Prediction of Compressive Strength of In

Prediction of Compressive Strength of In-Situ Concrete
Based on Mixture Proportions
Jee Namyong*1, Yoon Sangchun2 and Cho Hongbum3
1
2
Assistant Professor, Department of Architectural Engineering, Hanyang University, Korea
Assistant Professor, Department of Architectural Engineering, Kyeongju University, Korea
3
Ph. D. Candidate, Department of Architectural Engineering, Hanyang University, Korea
Abstract
This paper presents the regression equation for predicting compressive strength of in-situ concrete. For this
purpose, this study used the data of mixture proportions of ready-mixed concrete and test results of compressive
strength at construction sites.
This study used 1442 compressive strength test results obtained from the specimens having 59 different
kinds of mixtures with specified compressive strength of 18~27MPa, water-cement ratio of 0.39~0.62, maximum
aggregate size of 25mm, and slump of 12~15cm.
Principal factors that influence compressive strength of concrete are selected by a correlation analysis, and
then the multiple linear regression analysis is carried out for predicting compressive strength according to
water-cement ratio or cement-water ratio, cement contents and cement-aggregate ratio.
Keywords: mix proportions; correlation analysis; multiple linear regression analysis; prediction of compressive strength
1. Introduction
1.1 Background and Significance
Ready-mixed concrete (RMC) was first produced
through RMC plant constructed by J. H. Magen in
Germany in 1903, but was not settled at that time because
of segregation on carrying. Together with development
of agitator equipments in 1926, RMC had grown steadily.
In case of RMC industry in Korea, since 1965,
production capacity and consumption of RMC have
reached 355million cubic meter and 137million cubic
meter in 2002, respectively. However, several quality
problems of RMC remained.
Only a few tests have been done to ensure concrete
quality before placing; the slump test for workability,
tests of air contents and chloride contents for durability.
The compressive strength that is the one of influential
factors on concrete quality has been tested at 7 and 28
days. Several methods for early estimation of concrete
strength have been introduced for concrete quality
control, but they are expensive and time-consuming, and
need experienced skill as well.
Therefore, these strength tests are not practical to
predict. In addition, available documents offered from
RMC plants were not applied to strength control of
concrete at construction sites.
*Contact Author: Jee, Namyong, Assistant Professor, Department
of Architectural Engineering, Hanyang University, Haengdang1Dong Seongdong-Gu, Seoul, Korea
Tel: +82-02-2290-0302 Fax: +82-02-2293-3119
E-mail: [email protected]
(Received November 12, 2003 ; accepted April 6, 2004 )
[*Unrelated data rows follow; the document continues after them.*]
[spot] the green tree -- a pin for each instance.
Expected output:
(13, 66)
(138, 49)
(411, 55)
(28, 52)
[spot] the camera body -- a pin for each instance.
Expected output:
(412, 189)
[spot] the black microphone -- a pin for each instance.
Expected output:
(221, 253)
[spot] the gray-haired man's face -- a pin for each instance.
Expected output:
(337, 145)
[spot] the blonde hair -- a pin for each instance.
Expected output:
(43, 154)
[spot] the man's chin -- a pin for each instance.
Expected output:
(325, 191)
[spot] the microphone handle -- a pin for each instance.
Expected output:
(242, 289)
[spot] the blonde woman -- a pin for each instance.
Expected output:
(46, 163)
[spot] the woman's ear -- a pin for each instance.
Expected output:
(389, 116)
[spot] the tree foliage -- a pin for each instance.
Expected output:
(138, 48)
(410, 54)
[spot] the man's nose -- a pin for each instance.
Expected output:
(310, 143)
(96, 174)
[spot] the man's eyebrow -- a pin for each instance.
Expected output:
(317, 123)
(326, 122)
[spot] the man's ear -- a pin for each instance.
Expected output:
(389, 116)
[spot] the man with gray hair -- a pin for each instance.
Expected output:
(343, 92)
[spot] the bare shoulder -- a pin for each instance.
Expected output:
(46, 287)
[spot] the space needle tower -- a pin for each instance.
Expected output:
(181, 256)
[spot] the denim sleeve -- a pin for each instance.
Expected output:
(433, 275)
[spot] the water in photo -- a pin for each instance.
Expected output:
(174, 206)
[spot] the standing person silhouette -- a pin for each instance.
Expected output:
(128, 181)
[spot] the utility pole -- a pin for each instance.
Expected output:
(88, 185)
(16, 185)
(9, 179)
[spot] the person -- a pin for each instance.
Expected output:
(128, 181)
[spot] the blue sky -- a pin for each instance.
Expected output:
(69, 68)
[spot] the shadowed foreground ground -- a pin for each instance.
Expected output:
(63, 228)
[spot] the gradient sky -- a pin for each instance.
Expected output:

This study aims to make the regression equation and
review applicability of prediction equation as a means
of strength control of concrete, which enables to predict
compressive strength by a multiple linear regression
analysis with respect to mixture proportions from RMC
plants and corresponding field test results of compressive
strength.
1.2 Procedure and Scope
Data, mixture proportions of RMC plants and quality
test results of fresh concrete and hardened concrete at
the construction sites, were attained from 8-apartment
construction sites located in the district of In-cheon and
Kyeong-gi between April 1999 and July 2001 for this
study. Mixtures using a binder except normal portland
cement were excluded. Data of this study are 1442
compressive strength test results based on 59 different
kinds of mixtures with specified compressive strength
of 18~27MPa, water-cement ratio of 0.39~0.62,
maximum aggregate size of 25mm, and slump of
12~15cm.
Sampling concrete was carried out just before placing
in structures. Compressive strength test specimens were
cast and cured according to KS F 2403, that is, stored in
water at the laboratory of construction site until the
moment of strength test in accordance with KS F 2405.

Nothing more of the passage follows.